Dale Peterson had a twitter poll on DigitalBond.com asking what people think about the availability of security in sensors, actuators, instruments (Purdue Model Level 0 devices) considering process sensor vendors do not include authentication or security in their sensors. Of the 77 replies to Dale’s survey, 83% said no Encryption or Authentication was available, 5% said Authentication was available, 3% said Authentication and Encryption was available, and 9% said I don’t know. I find several interesting aspects to the answers:
- Why did 5% think Authentication was included and 3% say Authentication and Encryption was included when neither exists?
- If 83% recognize that process sensors have no Authentication or Encryption (security), why isn’t there more being done about security at that level as it affects all of ICS cyber security?
When I talked to Dale about the results, he said the survey results validate that people who attend S4 recognized there was no security at Level 0. Serial-to-Ethernet converters have been shown to be cyber vulnerable enabling a path into the sensors. In fact, the cyber vulnerability of the serial-to-Ethernet converters was the vehicle for inserting BlackEnergy into the US and Ukrainian grids. Yet, there is little being done even though process sensors (before the serial-to-Ethernet converter) are:
- the view into the actual process (process anomaly detection),
- the basic input to not only control, but safety (neither security or safety standards have addressed the lack of sensor security issue)
- the basis for network anomaly detection (though there is no discussion about the validity of the original sensor input and no direct connection to the process),
- the basis for historian data (though there is no discussion about the validity of the original sensor input)

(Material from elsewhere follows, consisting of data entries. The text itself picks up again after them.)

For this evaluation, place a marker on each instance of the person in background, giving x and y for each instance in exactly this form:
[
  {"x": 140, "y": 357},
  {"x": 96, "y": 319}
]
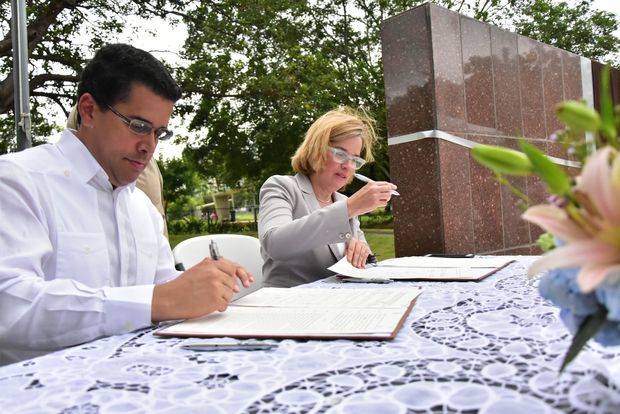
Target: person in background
[
  {"x": 305, "y": 225},
  {"x": 82, "y": 251},
  {"x": 150, "y": 181}
]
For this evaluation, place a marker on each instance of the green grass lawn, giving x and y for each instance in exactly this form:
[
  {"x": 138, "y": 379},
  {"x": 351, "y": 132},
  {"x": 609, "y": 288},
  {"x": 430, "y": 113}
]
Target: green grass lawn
[{"x": 381, "y": 241}]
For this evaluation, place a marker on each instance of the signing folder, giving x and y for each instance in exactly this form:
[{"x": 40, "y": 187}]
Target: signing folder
[
  {"x": 306, "y": 313},
  {"x": 426, "y": 268}
]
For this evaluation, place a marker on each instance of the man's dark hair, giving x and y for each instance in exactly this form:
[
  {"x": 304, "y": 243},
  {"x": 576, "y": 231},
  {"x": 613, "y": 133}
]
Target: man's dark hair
[{"x": 109, "y": 75}]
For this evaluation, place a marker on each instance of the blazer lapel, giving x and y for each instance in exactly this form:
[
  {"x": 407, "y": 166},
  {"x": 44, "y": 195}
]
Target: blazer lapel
[{"x": 313, "y": 204}]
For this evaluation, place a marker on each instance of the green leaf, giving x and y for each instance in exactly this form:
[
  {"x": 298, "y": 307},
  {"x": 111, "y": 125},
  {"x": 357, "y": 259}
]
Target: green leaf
[
  {"x": 588, "y": 328},
  {"x": 608, "y": 127},
  {"x": 558, "y": 182},
  {"x": 502, "y": 160}
]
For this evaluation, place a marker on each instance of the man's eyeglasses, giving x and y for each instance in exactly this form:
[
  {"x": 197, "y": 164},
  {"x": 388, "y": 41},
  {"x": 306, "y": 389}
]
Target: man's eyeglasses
[
  {"x": 341, "y": 156},
  {"x": 141, "y": 127}
]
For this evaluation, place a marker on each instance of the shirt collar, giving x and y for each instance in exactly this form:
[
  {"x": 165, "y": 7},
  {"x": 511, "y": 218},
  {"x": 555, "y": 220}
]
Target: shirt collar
[
  {"x": 82, "y": 163},
  {"x": 304, "y": 183}
]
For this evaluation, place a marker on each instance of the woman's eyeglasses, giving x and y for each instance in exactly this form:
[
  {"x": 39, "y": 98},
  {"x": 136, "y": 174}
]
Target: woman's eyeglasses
[
  {"x": 341, "y": 156},
  {"x": 141, "y": 127}
]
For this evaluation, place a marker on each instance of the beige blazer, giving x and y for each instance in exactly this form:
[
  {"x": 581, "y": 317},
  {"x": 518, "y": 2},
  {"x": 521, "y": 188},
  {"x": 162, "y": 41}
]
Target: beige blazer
[{"x": 299, "y": 240}]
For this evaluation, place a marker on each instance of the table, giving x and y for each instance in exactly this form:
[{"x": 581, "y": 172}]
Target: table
[{"x": 493, "y": 346}]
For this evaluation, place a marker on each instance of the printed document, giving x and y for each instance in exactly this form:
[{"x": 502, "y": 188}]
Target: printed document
[
  {"x": 306, "y": 313},
  {"x": 424, "y": 268}
]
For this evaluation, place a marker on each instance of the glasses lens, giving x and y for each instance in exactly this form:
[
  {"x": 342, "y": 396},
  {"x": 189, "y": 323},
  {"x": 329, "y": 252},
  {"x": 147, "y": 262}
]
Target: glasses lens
[
  {"x": 359, "y": 162},
  {"x": 140, "y": 127},
  {"x": 339, "y": 155},
  {"x": 163, "y": 134}
]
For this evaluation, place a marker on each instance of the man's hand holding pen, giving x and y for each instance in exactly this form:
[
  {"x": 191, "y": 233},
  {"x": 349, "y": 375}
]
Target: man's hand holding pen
[
  {"x": 357, "y": 253},
  {"x": 200, "y": 290}
]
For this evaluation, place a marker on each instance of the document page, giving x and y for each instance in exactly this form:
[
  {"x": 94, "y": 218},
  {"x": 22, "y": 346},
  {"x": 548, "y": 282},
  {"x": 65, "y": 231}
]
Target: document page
[
  {"x": 395, "y": 298},
  {"x": 427, "y": 272},
  {"x": 252, "y": 322},
  {"x": 313, "y": 312},
  {"x": 434, "y": 262}
]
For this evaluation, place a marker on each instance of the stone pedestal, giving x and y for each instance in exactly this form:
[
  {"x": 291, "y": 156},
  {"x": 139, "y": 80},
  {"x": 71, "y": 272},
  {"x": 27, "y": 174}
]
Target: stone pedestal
[{"x": 451, "y": 81}]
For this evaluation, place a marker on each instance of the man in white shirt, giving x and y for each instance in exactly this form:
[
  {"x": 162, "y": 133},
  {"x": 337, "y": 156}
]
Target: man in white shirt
[{"x": 82, "y": 254}]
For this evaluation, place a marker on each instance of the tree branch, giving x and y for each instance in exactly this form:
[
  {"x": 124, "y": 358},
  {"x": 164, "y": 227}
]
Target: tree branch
[{"x": 39, "y": 80}]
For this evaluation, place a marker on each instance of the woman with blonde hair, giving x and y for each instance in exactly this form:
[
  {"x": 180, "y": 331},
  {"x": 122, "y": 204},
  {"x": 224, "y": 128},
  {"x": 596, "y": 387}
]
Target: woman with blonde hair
[{"x": 305, "y": 225}]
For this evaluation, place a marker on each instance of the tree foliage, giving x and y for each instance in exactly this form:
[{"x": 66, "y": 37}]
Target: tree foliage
[
  {"x": 579, "y": 28},
  {"x": 261, "y": 71},
  {"x": 182, "y": 185},
  {"x": 62, "y": 35}
]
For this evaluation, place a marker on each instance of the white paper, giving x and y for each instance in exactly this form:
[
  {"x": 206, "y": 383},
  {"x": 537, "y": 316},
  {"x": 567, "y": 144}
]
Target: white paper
[
  {"x": 382, "y": 298},
  {"x": 248, "y": 321},
  {"x": 492, "y": 262},
  {"x": 397, "y": 271},
  {"x": 371, "y": 312}
]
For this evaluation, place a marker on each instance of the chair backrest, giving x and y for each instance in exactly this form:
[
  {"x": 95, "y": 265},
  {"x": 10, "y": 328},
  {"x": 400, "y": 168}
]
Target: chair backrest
[{"x": 244, "y": 250}]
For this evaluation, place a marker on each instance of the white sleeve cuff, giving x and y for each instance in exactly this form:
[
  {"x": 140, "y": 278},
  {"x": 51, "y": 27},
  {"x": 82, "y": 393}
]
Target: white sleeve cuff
[{"x": 127, "y": 308}]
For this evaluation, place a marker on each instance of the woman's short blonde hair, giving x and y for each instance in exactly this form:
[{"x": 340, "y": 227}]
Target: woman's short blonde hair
[{"x": 333, "y": 127}]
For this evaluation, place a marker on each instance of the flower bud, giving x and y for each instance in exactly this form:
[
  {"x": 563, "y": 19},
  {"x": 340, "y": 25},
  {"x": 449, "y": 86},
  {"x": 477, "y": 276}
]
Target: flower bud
[
  {"x": 578, "y": 117},
  {"x": 502, "y": 160}
]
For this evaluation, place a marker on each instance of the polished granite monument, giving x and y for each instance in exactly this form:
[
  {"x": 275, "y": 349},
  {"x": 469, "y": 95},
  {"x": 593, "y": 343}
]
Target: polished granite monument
[{"x": 451, "y": 82}]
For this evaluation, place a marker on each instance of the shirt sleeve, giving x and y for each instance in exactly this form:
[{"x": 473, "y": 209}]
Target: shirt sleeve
[
  {"x": 283, "y": 237},
  {"x": 37, "y": 311}
]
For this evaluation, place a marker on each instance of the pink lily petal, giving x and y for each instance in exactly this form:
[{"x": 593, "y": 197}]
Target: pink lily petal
[
  {"x": 577, "y": 254},
  {"x": 590, "y": 277},
  {"x": 597, "y": 183},
  {"x": 556, "y": 221}
]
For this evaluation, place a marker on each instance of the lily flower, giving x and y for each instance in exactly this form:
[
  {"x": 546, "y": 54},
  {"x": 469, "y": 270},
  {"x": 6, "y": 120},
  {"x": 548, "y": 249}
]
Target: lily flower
[{"x": 590, "y": 229}]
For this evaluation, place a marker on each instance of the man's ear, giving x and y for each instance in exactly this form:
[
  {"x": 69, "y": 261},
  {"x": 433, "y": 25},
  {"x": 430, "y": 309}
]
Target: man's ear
[{"x": 87, "y": 107}]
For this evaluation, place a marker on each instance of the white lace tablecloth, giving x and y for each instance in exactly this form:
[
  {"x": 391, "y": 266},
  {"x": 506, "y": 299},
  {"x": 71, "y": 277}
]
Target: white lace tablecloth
[{"x": 492, "y": 347}]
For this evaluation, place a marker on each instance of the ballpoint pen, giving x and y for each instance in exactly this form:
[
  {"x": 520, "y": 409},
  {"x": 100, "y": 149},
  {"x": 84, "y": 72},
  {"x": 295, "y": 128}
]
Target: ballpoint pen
[
  {"x": 240, "y": 346},
  {"x": 368, "y": 180},
  {"x": 214, "y": 251}
]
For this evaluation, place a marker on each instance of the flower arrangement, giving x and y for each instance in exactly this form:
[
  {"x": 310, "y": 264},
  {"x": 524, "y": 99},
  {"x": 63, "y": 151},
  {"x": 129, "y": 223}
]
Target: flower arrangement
[{"x": 583, "y": 215}]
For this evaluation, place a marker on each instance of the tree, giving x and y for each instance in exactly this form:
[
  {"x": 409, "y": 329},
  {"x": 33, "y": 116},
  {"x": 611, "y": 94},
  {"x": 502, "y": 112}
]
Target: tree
[
  {"x": 182, "y": 185},
  {"x": 261, "y": 71},
  {"x": 62, "y": 34},
  {"x": 578, "y": 28}
]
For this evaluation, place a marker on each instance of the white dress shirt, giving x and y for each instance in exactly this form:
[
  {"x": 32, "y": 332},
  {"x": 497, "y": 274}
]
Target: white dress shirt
[{"x": 78, "y": 259}]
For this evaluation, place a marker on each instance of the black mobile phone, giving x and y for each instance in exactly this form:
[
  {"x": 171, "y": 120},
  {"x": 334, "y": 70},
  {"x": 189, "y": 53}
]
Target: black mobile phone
[{"x": 468, "y": 255}]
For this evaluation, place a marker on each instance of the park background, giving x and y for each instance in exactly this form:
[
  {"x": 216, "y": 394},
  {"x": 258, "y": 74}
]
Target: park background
[{"x": 255, "y": 74}]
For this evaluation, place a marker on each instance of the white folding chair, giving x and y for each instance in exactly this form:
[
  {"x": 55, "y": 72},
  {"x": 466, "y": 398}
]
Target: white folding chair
[{"x": 244, "y": 250}]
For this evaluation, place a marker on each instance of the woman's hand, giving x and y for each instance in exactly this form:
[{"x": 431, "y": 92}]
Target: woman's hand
[
  {"x": 357, "y": 253},
  {"x": 369, "y": 197}
]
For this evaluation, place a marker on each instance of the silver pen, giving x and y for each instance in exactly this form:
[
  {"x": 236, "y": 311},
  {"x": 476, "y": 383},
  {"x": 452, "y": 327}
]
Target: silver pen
[
  {"x": 368, "y": 180},
  {"x": 214, "y": 251},
  {"x": 240, "y": 346}
]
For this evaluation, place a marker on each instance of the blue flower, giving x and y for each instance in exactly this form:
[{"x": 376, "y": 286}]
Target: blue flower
[
  {"x": 560, "y": 287},
  {"x": 608, "y": 294}
]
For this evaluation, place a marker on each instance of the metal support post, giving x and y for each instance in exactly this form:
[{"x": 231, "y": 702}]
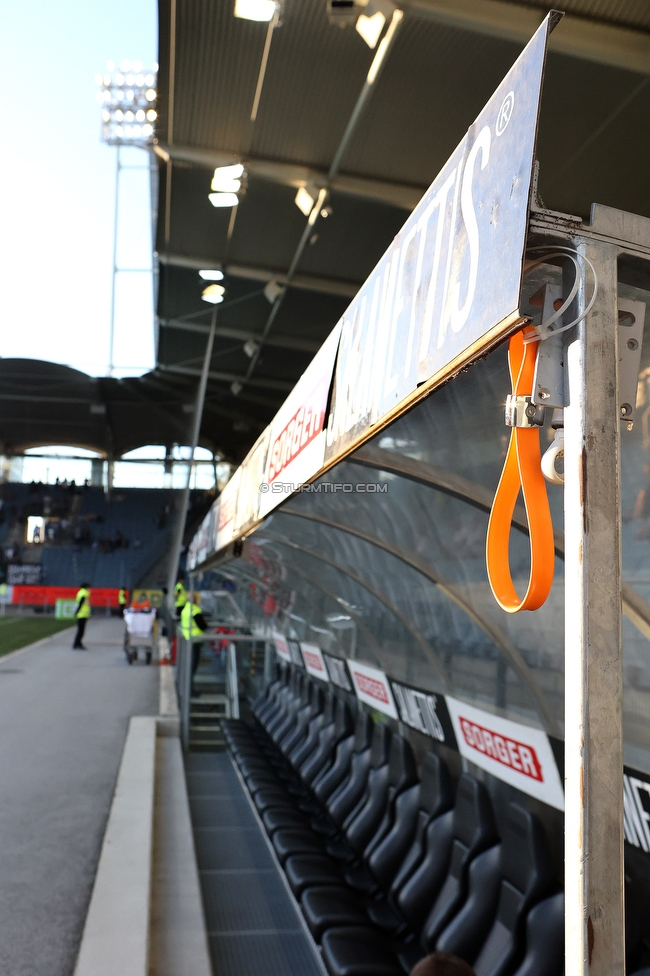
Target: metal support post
[
  {"x": 185, "y": 685},
  {"x": 233, "y": 681},
  {"x": 593, "y": 653},
  {"x": 268, "y": 663},
  {"x": 179, "y": 528}
]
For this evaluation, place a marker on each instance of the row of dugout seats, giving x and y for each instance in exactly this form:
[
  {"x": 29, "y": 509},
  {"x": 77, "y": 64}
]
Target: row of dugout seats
[{"x": 386, "y": 867}]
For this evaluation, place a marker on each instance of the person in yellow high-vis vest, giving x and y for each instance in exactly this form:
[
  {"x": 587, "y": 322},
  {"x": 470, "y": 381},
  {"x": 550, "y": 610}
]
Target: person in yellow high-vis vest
[
  {"x": 82, "y": 612},
  {"x": 180, "y": 597},
  {"x": 193, "y": 626}
]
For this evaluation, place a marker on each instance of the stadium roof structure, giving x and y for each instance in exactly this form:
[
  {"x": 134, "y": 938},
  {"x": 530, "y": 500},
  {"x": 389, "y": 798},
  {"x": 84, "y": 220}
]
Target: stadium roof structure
[
  {"x": 44, "y": 403},
  {"x": 444, "y": 63}
]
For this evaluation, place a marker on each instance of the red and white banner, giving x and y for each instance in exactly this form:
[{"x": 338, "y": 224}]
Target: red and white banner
[
  {"x": 297, "y": 445},
  {"x": 226, "y": 511},
  {"x": 282, "y": 648},
  {"x": 514, "y": 753},
  {"x": 372, "y": 687},
  {"x": 314, "y": 661}
]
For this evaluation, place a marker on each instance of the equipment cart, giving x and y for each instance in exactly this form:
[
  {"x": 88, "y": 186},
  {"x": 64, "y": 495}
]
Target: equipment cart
[{"x": 141, "y": 633}]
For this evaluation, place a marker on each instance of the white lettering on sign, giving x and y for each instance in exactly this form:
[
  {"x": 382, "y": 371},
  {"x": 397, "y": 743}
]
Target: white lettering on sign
[
  {"x": 281, "y": 647},
  {"x": 338, "y": 672},
  {"x": 371, "y": 687},
  {"x": 636, "y": 812},
  {"x": 314, "y": 663},
  {"x": 418, "y": 710},
  {"x": 517, "y": 754}
]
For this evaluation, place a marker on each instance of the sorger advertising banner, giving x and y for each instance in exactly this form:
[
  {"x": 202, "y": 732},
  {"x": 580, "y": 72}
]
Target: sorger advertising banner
[
  {"x": 372, "y": 687},
  {"x": 297, "y": 442},
  {"x": 515, "y": 753},
  {"x": 314, "y": 663}
]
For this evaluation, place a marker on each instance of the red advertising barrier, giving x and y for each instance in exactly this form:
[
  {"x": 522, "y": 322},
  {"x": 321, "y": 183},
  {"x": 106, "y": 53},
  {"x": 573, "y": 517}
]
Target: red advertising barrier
[{"x": 39, "y": 596}]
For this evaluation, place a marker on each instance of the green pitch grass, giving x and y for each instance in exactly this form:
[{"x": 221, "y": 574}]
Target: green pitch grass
[{"x": 16, "y": 632}]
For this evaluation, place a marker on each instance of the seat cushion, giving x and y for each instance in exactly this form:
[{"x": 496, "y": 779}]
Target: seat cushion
[
  {"x": 270, "y": 797},
  {"x": 330, "y": 907},
  {"x": 356, "y": 951},
  {"x": 306, "y": 870},
  {"x": 296, "y": 841},
  {"x": 283, "y": 818},
  {"x": 263, "y": 781}
]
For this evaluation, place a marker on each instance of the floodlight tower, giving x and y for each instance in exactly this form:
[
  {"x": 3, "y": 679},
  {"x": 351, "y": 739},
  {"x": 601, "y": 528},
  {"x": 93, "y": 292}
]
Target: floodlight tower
[{"x": 128, "y": 98}]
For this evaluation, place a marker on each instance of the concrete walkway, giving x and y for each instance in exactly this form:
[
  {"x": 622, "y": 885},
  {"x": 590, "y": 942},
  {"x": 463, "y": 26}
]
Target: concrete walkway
[{"x": 63, "y": 721}]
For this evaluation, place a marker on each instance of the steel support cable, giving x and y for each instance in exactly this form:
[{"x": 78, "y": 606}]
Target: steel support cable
[
  {"x": 492, "y": 630},
  {"x": 374, "y": 72},
  {"x": 522, "y": 471}
]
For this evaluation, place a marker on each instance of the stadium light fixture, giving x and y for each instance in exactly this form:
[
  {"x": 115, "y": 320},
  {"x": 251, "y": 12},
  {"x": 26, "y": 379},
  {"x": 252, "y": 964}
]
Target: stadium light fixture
[
  {"x": 213, "y": 294},
  {"x": 227, "y": 179},
  {"x": 370, "y": 28},
  {"x": 227, "y": 184},
  {"x": 272, "y": 290},
  {"x": 306, "y": 198},
  {"x": 128, "y": 102},
  {"x": 371, "y": 23},
  {"x": 223, "y": 199},
  {"x": 261, "y": 11},
  {"x": 250, "y": 348}
]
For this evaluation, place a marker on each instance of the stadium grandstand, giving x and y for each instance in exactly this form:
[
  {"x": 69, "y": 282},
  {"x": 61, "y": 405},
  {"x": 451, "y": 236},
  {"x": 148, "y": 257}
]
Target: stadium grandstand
[{"x": 367, "y": 682}]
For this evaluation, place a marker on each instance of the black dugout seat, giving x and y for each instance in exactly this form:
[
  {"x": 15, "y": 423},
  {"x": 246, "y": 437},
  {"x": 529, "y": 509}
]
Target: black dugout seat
[
  {"x": 370, "y": 894},
  {"x": 385, "y": 868},
  {"x": 488, "y": 930},
  {"x": 545, "y": 940},
  {"x": 427, "y": 900},
  {"x": 392, "y": 768}
]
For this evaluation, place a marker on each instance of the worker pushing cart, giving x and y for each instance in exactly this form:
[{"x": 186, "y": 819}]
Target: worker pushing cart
[{"x": 141, "y": 632}]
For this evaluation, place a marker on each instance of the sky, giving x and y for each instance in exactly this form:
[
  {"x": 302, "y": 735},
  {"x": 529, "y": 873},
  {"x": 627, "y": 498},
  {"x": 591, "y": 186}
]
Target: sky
[{"x": 57, "y": 185}]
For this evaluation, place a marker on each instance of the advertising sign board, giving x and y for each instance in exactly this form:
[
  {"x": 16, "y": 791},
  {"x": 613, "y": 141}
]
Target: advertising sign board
[
  {"x": 372, "y": 687},
  {"x": 297, "y": 437},
  {"x": 314, "y": 663},
  {"x": 514, "y": 753},
  {"x": 451, "y": 279}
]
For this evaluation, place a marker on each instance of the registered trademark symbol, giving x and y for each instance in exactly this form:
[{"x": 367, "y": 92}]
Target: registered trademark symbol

- the basis for the industrial cloud (sensors are assumed to be secure and authenticated),
- unable to tell the difference between unintentional vs cyber attacks because of lack of cyber forensics (network anomaly detection cannot detect many process sensing anomalies), and
- at least a contributing cause of many catastrophic incidents (see below).
I will be taping an interview on August 15th for the Seattle National Public Radio (NPR) affiliate on a retrospective of the Bellingham, WA Olympic Pipeline rupture. That event killed 3, resulted in several people going to jail, and directly led to the bankruptcy of the Olympic Pipeline Company. The pipeline rupture incident was both SCADA and process sensor-related. When the SCADA system became unresponsive, the sensors were automatically set to average values. Consequently, SCADA was inoperable and the sensors could not provide real input on the increasing pressure that led to the pipe rupture. I encourage people to read my blog providing further examples of catastrophic sensor-related ICS cyber incidents - http://www.controlglobal.com/blogs/unfettered/process-sensor-cyber-issues-have-contributed-to-catastrophic-events/
Given all of this information, how can the lack of security and authentication of process sensors be acceptable?